Je scrute Nina, qui se dérobe avec soin, refusant la complicité visuelle. Elle mâchonne l’intérieur de sa joue, trahissant une vérité qu’elle s’efforce de taire. Elle sait quelque chose. Elle…

— Nin… lancè-je tout innocente.

— Mmmh ? bafouille-t-elle, gênée, à deux doigts de prendre la fuite.

— Balance, mon capteur de commérages est en alerte maximale !

Elle déglutit, esquisse un rictus crispé qui ne camoufle même pas un atome de malaise.

— Il se passe rien… Absolument rien, clame-t-elle.

Tsss… À d’autres ! Une négation aussi véhémente, c’est du code pour « énorme dossier ». Mon regard s’infiltre dans les plis fugaces de son visage, appréhendant les ombres d’un mensonge.

— Allez, Ninette, promis, je fais pas de scandale.

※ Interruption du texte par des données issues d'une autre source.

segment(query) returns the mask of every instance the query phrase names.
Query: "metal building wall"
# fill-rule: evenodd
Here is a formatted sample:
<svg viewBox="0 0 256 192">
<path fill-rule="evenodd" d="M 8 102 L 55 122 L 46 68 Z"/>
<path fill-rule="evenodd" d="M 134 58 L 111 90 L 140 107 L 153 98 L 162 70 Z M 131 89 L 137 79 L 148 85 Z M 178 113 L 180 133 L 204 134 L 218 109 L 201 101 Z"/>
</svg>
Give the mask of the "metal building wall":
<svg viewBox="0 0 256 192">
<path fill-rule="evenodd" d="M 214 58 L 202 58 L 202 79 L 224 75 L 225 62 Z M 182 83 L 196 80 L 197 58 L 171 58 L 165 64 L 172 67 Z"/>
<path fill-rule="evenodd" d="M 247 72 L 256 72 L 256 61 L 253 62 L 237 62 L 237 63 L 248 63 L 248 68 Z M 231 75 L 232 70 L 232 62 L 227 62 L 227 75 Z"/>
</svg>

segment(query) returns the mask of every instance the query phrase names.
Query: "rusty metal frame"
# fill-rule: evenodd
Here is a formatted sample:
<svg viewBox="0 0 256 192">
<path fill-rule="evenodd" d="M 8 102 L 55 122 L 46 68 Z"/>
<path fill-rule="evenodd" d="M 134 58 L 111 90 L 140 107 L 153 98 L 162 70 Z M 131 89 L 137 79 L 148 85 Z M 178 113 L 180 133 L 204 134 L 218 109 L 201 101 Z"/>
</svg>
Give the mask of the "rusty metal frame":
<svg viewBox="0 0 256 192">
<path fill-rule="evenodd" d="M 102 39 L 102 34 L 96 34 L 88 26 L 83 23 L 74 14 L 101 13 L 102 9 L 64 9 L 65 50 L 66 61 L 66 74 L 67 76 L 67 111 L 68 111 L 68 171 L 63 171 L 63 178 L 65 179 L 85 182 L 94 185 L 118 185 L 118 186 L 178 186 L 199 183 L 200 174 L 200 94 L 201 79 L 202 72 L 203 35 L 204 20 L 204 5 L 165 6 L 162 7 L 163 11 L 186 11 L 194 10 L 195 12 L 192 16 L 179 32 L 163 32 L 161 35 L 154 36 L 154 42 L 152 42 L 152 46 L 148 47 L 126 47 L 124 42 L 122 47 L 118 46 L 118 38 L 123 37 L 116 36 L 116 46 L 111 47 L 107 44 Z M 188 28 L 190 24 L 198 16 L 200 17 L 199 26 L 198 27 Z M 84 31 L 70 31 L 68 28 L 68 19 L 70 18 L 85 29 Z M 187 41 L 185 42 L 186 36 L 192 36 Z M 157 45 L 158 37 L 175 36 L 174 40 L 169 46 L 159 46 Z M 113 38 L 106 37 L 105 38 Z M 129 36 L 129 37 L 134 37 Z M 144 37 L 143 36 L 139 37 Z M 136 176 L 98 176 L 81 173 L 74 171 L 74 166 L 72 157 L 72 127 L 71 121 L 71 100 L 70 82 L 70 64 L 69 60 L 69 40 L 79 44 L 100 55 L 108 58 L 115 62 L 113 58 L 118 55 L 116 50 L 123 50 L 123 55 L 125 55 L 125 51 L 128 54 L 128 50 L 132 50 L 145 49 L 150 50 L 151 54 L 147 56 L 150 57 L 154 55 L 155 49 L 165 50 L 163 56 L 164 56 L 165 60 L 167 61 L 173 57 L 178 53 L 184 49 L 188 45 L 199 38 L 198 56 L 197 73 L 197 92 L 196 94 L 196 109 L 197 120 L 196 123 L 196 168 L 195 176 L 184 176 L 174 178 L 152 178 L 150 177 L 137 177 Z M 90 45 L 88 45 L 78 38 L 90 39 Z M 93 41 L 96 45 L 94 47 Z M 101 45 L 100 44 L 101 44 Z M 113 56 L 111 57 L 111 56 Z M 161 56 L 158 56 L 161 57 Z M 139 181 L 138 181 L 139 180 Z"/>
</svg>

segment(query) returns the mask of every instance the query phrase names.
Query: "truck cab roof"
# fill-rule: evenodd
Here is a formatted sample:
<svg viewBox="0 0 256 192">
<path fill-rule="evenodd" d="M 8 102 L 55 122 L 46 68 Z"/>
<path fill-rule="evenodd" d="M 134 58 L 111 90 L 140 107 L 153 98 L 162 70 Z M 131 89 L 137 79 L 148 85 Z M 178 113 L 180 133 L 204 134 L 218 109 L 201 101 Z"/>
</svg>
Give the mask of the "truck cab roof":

À quelle sauce elle a prévu de me manger ? Pitié, dis-moi que c’est pas un strip-teaser !

Yeux arrondis, bouche aussi. Elle ravale sa confusion, replie ses bras autour d’elle. Son équilibre bascule d’un pied sur l’autre, mais elle ne m’offre qu’un refus silencieux, tête secouée de gauche à droite.

— Alleeez. Ouvre-moi les vannes, dégaine les confidences. Tu sais que tu peux tout me dire, pas vrai ? roucoulè-je, ma voix sirupeuse à souhait.

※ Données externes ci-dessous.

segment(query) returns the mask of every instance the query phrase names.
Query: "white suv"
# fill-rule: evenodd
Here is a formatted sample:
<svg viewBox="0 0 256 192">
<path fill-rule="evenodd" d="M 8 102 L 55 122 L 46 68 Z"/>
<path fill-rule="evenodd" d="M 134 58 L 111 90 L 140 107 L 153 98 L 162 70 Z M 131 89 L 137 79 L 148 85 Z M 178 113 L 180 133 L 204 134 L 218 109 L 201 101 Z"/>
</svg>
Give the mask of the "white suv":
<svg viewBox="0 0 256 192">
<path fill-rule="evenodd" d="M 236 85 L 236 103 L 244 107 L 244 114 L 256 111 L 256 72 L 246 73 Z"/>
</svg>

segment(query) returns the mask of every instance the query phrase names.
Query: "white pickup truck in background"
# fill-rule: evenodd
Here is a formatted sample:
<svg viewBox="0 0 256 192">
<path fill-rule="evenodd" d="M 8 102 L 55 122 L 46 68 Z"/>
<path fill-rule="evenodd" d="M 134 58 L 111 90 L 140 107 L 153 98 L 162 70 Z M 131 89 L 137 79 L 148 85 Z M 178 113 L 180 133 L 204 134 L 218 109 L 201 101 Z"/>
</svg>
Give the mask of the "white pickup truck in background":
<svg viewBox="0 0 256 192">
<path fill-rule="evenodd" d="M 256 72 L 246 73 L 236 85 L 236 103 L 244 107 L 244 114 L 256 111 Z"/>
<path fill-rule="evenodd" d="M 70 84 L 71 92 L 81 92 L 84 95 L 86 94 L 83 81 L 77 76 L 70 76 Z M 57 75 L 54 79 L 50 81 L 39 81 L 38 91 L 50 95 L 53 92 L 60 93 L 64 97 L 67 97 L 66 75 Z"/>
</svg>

Elle entrebâille les lèvres, les referme, abandonne visiblement l’idée. Pourquoi tant de cachoteries ? Y a une tempête en huis clos derrière ses cils ou je rêve ?

— Fait frisquet, non ?

Sérieux ? La météo ? Elle croit m’esquiver avec une diversion digne d’un bulletin de 20 h ? Oh, je ne suis pas née de la dernière pluie ! J’ai le radar affectif d’un truffier en manque.

— Tutututu, pas de trapèze, reste sur la poutre !

Indéboulonnable, elle ne pipe mot.

Entre ironie et agacement, je m’élance, le ton léger, mais la curiosité acérée.

— Eh bien, soit. Le « chamallow » lance l’opération commando kamikaze toute seule dans ce cas, prête à affronter l’inconnu qui m’est réservé. Je vais enfiler ma tenue de combat — mentale, hein — et aller botter l’arrière-train de la flasquitude pour embrasser la positive attitude. Qu’on me présente la surprise à déballer et l’homme à désarçonner que je les apprivoise à la force de mes talons d’esprit !

Je prends appui sur mes paumes, déplie les jambes avec la gravité d’un lever impérial — à moitié réussi, certes — puis m’arrache au canapé comme si j’étais attendue à la cérémonie des Oscars de la dignité retrouvée. À peine sur pied, le tournis ramène ma main en arrière, épaule de Nina en guise d’anti-chute. Je bascule en mode l’air de rien, feins l’aisance et enchaîne :

— Mes pantoufles de verre, s’il vous plaît ? Le bal m’enjoint. Parait-il, j’ai un royaume intérieur à regagner et un mec à shooter dans mes filets. Si je vise juste. Et si le filet n’est pas troué. Enfin, un mec… ou un mirage avec des pecs. Faut rester souple. Au fait, vous savez que Nikki de Saint Phalle est née le même jour que moi ?

Est-ce que ça explique quelque chose ? Aucune idée.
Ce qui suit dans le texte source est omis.